Ruben Dedecker, Julián Rojas Meléndez, and Pieter Colpaert: "The Vocabulary Hub as a Catalog for Semantic Artifacts for Discovery and Alignment of Datasets", Extended Semantic Web Conference (ESWC 2026): The Fourth International Workshop on Semantics in Dataspaces (2026).

Abstract

The EU Common Data Spaces initiative aims to enable secure, sovereign and interoperable data sharing across organizational and national boundaries. However, the high heterogeneity of underlying data models and formats, prevents semantic interoperability from being realized. Publishers can address this challenge by exposing their internal knowledge by adopting continuous publishing models that reduce operational overhead for both publishers and consumers. Yet for data consumers, costly alignments still remain a necessity when the semantics of published datasets differ from their expected internal data models and schemas. Data spaces require mechanisms to define, discover, and govern such alignments throughout their entire lifecycle, enabling eventual interoperability.

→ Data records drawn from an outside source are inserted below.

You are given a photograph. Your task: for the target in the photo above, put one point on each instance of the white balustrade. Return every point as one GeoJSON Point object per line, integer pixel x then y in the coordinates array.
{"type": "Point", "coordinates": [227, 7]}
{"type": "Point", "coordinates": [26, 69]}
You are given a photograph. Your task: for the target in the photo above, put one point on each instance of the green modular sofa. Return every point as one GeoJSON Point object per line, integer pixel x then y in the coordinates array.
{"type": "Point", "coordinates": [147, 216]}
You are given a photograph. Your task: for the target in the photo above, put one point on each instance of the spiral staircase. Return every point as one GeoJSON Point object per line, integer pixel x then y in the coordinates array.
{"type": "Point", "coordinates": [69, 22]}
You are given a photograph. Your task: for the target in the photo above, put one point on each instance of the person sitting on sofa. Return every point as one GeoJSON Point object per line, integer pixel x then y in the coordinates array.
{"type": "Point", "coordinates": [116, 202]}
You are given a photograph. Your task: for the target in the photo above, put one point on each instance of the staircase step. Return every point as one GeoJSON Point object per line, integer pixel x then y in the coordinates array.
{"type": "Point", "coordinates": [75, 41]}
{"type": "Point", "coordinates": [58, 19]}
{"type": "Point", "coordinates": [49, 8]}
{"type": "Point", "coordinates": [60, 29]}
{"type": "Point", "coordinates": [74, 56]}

In this paper, we show that considering additional semantic artifacts as part of the vocabulary hub, namely dataset profiles defining structural and semantic constraints, and profile alignments (e.g., in the form of SPARQL construct queries), could provide consumers with a semantic entry point for dataset discovery and integration. We focus on the interaction patterns afforded by the additions of these semantic artifacts and provide a demonstrator implementation of a user interface that integrates this functionality. We validate our approach through a use case from the DeployEMDS project, focused the automatic discovery and alignment of traffic measurements. The extended vocabulary hub enables clients to discover datasets based on profile characteristics such as shapes, ontologies, and publishing data models, while also identifying available alignment pathways toward target consumer data models. It shows how the technical barriers for creating and relying on semantic alignments are lowered, enabling the consumption of data using the desired vocabularies and schemas. Future work will focus on integrating this component with existing data space connector implementations to further automate semantic interoperability by enabling semantic and profile-based content negotiation for data exchanges.